When we were children playing outside after school, my mom would call out “Anthony, Gregory, Vivian, Mary Beth!” and we’d come running. Everyone always sat at the table for dinner. We had a nice salad, sometimes with dandelion greens she picked from the yard. She didn’t like iceberg, which everyone else was eating at that time, it didn’t have any flavor or nutrition, she said. Whatever we were having, it was nutritious and made with great care.
Luisa’s Café started with my mom her love of Michigan, it reminded her of hometown in Italy…by the water, rolling hills, vineyards, and orchards. She bought the Harbert Swedish Bakery in 2001 and had the dream of opening a restaurant attached to it.
Coming to this country from Italy at the age of fourteen, she brought with her cooking skills from home, along with a passion to nurture others. She carried with her the dream of opening her own restaurant. Less than a year after she bought the bakery she opened Luisa’s Café for lunch and dinner, Italian style. The work was overwhelming, running a bakery and a restaurant, so when she closed the restaurant for the season, she was going to close it for good.

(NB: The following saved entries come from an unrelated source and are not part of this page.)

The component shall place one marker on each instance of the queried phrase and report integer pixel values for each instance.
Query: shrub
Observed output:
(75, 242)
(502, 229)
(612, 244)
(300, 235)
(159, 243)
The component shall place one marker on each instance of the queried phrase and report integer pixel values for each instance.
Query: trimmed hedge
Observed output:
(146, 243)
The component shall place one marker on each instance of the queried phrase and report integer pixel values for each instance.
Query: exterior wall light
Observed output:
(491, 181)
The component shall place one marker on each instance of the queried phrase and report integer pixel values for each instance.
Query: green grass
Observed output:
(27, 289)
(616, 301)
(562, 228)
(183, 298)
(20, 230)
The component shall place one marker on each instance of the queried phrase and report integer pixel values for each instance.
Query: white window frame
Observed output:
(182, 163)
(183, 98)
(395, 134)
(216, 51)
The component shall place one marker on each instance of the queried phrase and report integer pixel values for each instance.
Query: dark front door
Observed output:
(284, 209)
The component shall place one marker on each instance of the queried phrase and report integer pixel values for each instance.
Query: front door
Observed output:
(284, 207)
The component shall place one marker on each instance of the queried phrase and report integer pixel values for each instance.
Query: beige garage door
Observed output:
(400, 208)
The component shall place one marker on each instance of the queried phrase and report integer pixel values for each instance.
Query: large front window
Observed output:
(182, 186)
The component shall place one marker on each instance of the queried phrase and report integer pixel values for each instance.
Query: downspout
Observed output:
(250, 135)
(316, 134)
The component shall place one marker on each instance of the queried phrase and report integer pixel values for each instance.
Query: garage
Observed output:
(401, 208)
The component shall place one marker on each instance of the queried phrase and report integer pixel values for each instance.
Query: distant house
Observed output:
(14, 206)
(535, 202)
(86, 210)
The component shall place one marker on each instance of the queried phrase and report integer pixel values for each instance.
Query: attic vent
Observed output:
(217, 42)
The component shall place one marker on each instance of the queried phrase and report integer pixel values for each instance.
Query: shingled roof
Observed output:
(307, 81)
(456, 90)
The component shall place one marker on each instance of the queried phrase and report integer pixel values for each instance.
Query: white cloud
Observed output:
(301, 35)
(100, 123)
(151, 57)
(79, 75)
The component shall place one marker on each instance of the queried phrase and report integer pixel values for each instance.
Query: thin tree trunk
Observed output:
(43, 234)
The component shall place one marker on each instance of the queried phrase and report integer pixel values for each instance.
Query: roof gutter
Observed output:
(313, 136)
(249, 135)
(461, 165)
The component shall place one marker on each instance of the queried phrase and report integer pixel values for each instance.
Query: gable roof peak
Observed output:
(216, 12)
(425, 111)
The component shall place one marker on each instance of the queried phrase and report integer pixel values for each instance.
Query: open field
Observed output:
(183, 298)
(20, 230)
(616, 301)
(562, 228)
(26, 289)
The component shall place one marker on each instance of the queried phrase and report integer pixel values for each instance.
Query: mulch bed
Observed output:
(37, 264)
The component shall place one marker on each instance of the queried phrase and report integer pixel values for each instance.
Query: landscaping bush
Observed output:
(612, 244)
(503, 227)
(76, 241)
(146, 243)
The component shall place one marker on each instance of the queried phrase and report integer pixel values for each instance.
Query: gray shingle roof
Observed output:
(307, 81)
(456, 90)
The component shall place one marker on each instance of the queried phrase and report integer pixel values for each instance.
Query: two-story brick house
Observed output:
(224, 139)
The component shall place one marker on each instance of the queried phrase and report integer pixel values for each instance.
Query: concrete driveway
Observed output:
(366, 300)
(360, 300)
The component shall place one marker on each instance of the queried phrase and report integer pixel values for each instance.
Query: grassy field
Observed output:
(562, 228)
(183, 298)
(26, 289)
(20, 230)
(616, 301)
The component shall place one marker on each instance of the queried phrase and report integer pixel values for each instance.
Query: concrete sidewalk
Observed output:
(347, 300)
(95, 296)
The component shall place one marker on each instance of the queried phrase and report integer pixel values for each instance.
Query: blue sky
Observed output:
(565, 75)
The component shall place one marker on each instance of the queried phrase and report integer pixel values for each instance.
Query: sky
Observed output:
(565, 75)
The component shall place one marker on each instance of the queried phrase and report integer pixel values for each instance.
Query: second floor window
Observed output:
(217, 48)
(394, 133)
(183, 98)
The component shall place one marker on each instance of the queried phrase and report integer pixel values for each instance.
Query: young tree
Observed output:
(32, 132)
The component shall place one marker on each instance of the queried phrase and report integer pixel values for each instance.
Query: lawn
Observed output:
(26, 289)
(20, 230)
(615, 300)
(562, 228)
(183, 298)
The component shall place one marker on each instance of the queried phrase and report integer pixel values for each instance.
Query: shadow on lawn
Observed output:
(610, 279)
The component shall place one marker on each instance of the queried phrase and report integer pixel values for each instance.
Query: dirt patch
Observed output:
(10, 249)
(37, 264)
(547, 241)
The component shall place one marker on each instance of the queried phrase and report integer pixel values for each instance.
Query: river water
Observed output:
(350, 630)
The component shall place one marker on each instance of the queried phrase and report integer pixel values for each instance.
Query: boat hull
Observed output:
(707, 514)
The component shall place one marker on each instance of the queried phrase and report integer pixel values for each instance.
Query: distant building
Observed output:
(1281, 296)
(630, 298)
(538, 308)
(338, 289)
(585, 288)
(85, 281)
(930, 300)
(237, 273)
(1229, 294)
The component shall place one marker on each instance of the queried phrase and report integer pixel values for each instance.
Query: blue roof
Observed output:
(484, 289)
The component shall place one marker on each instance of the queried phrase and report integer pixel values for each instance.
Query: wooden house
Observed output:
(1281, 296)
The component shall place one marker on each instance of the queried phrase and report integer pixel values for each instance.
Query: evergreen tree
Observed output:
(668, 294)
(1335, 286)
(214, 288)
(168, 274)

This is where I come in … I was working in Chicago in the corporate world and wanted a change. I, like my mother, always had a passion for cooking and nurturing people. I used to travel a lot for work and often ate out for breakfast. I sought out the small, family-run cafes. They were hard to find. I thought one day I would open the type of café I was seeking. Using only fresh, natural, simple ingredients, served in a clean, friendly place.